Walter Luiz de Carvalho vai receber R$ 10 mil por danos morais da Editora Record e de Guilherme Fiúza, autor do livro “Meu nome não é Johnny”, por fazerem alusão à sua pessoa na obra e no filme homônimo sem autorização.

19/1/2011


Danos morais

TJ/RJ - Editora e autor do livro "Meu nome não é Johnny" terão que pagar indenização

Walter Luiz de Carvalho vai receber R$ 10 mil por danos morais da Editora Record e de Guilherme Fiúza, autor do livro "Meu nome não é Johnny", por fazerem alusão à sua pessoa na obra e no filme homônimo sem autorização. Os desembargadores da 1ª Câmara Cível do TJ/RJ decidiram, por maioria de votos, reformar a sentença de 1º grau que havia julgado improcedente o pedido do autor.

Segundo o autor da ação, os fatos narrados e as características pessoais do personagem Alex foram baseados na sua vida e permitem a sua identificação, principalmente pelo fato de ele ser deficiente físico. Para o relator do processo, desembargador Camilo Ribeiro Rulière, a alteração do nome não impediu a ofensa à privacidade do autor da ação.

"Não obstante o interesse social e a referência pedagógica da obra intelectual em foco, a mesma se destinou a exploração comercial e econômica e, ao que parece, só se preocupou com o consentimento do personagem principal, não abrangendo a autorização para mencionar episódios envolvendo outras pessoas cujas vidas foram narradas, mesmo que parcialmente, e identificadas", destacou o magistrado.

Confira abaixo a decisão na íntegra :

_______________

1ª CÂMARA CÍVEL DO TRIBUNAL DE JUSTIÇA DO ESTADO DO RIO DE JANEIRO

Apelação Cível nº 0028427-24.2008.8.19.0001

Apelante: Walter Luiz de Carvalho

Apelados: 1) Editora Record Ltda.

2) Guilherme Sobral Pinto Menescal Fiuza

Relator: Desembargador Camilo Ribeiro Rulière

Ação de Obrigação de Fazer c/c Indenização, envolvendo a obra literária “MEU NOME NÃO É JOHNNY” – Menção, na obra literária e no filme, sobre a pessoa do autor, inclusive com relação as suas dificuldades sexuais por ser o mesmo paraplégico, valendo-se de personagem com o nome fictício de Alex, sem autorização.

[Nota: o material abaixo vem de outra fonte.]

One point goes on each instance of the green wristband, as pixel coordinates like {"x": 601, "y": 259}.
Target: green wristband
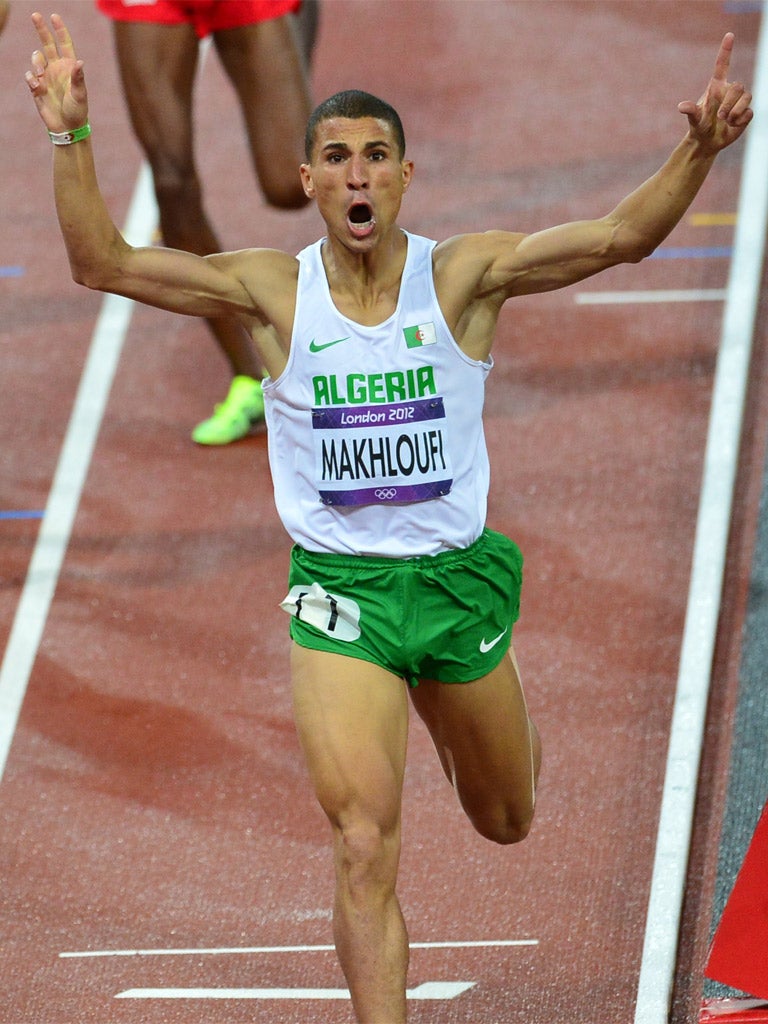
{"x": 68, "y": 137}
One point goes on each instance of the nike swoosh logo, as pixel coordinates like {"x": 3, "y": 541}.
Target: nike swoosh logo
{"x": 314, "y": 347}
{"x": 485, "y": 646}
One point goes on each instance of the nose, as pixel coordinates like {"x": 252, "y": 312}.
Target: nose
{"x": 356, "y": 172}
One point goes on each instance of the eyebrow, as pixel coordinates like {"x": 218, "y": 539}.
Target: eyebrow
{"x": 374, "y": 144}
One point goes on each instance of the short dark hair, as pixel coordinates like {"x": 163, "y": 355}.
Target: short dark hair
{"x": 354, "y": 103}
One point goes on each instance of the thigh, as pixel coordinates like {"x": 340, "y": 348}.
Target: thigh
{"x": 486, "y": 742}
{"x": 158, "y": 65}
{"x": 351, "y": 717}
{"x": 264, "y": 66}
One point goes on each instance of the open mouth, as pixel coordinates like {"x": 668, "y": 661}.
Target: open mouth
{"x": 360, "y": 217}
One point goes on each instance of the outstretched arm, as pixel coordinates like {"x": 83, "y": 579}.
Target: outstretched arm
{"x": 99, "y": 257}
{"x": 559, "y": 256}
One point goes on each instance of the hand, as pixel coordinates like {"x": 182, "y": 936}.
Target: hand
{"x": 56, "y": 81}
{"x": 723, "y": 112}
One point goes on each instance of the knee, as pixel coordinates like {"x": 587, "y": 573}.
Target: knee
{"x": 366, "y": 855}
{"x": 284, "y": 194}
{"x": 504, "y": 825}
{"x": 176, "y": 185}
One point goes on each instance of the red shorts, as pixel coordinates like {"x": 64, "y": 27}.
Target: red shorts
{"x": 205, "y": 15}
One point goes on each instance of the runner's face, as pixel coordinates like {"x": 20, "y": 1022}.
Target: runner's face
{"x": 357, "y": 178}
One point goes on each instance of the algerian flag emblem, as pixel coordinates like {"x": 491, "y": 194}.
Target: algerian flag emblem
{"x": 422, "y": 334}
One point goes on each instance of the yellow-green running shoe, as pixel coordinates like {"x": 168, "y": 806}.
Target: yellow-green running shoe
{"x": 233, "y": 418}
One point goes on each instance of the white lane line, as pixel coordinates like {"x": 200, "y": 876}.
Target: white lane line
{"x": 235, "y": 950}
{"x": 427, "y": 990}
{"x": 721, "y": 458}
{"x": 671, "y": 295}
{"x": 69, "y": 478}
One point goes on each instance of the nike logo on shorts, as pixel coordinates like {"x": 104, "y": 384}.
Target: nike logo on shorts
{"x": 315, "y": 347}
{"x": 486, "y": 645}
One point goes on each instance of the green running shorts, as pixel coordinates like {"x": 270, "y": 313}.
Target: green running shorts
{"x": 445, "y": 616}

Conjunto probatório que demonstra que a obra em questão retrata não só o personagem principal da história, João Estrela, como seus amigos, familiares e companheiros de empreitada criminosa, dentre estes últimos, o personagem Alex, que, pelos elementos constantes das narrativas, permitem a perfeita identificação do autor do presente litígio.

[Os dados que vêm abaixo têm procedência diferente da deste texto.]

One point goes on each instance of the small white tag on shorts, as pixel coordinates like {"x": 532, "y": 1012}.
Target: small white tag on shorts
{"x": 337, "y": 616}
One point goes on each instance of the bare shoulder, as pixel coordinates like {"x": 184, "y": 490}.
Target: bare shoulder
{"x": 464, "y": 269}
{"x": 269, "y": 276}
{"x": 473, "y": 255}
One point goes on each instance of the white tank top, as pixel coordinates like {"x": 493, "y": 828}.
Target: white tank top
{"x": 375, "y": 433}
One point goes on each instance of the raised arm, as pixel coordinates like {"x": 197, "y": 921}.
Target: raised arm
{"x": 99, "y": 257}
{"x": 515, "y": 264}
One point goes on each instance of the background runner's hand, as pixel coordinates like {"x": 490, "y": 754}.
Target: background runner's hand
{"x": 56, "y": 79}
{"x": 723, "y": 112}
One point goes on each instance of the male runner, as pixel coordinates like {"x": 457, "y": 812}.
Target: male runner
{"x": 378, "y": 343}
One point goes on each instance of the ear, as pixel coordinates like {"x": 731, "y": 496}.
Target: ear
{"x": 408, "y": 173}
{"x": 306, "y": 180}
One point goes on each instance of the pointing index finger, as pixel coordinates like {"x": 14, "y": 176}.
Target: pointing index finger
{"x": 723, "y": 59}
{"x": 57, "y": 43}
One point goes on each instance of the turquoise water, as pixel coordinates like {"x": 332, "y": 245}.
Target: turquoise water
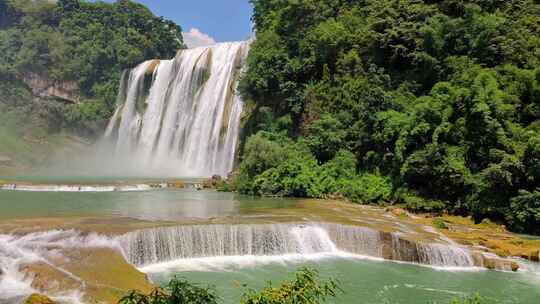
{"x": 376, "y": 282}
{"x": 167, "y": 204}
{"x": 363, "y": 281}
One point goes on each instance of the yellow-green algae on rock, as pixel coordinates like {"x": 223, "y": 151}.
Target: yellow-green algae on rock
{"x": 38, "y": 299}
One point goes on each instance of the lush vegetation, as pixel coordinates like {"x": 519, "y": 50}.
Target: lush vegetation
{"x": 66, "y": 41}
{"x": 431, "y": 104}
{"x": 306, "y": 288}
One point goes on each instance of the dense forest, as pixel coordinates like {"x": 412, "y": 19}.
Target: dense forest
{"x": 83, "y": 44}
{"x": 434, "y": 105}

Conflito entre direitos fundamentais previstos constitucionalmente - O direito à livre expressão da atividade intelectual e de comunicação não pode ser exercido abusivamente, mas, muito pelo contrário, deve respeitar os estreitos limites impostos pela Lei Maior, sob pena de violar valores essenciais, de idêntica estatura jurídica e igualmente protegidos pelo ordenamento constitucional, em especial a intimidade, a vida privada e a honra das pessoas – No mesmo sentido o artigo 20 do Código Civil.

Obra intelectual que se destina a exploração comercial e econômica, não obstante o interesse social e a referência pedagógica – Ausência de autorização expressa do autor - Dano moral configurado – Sucumbência recíproca - Provimento parcial do recurso.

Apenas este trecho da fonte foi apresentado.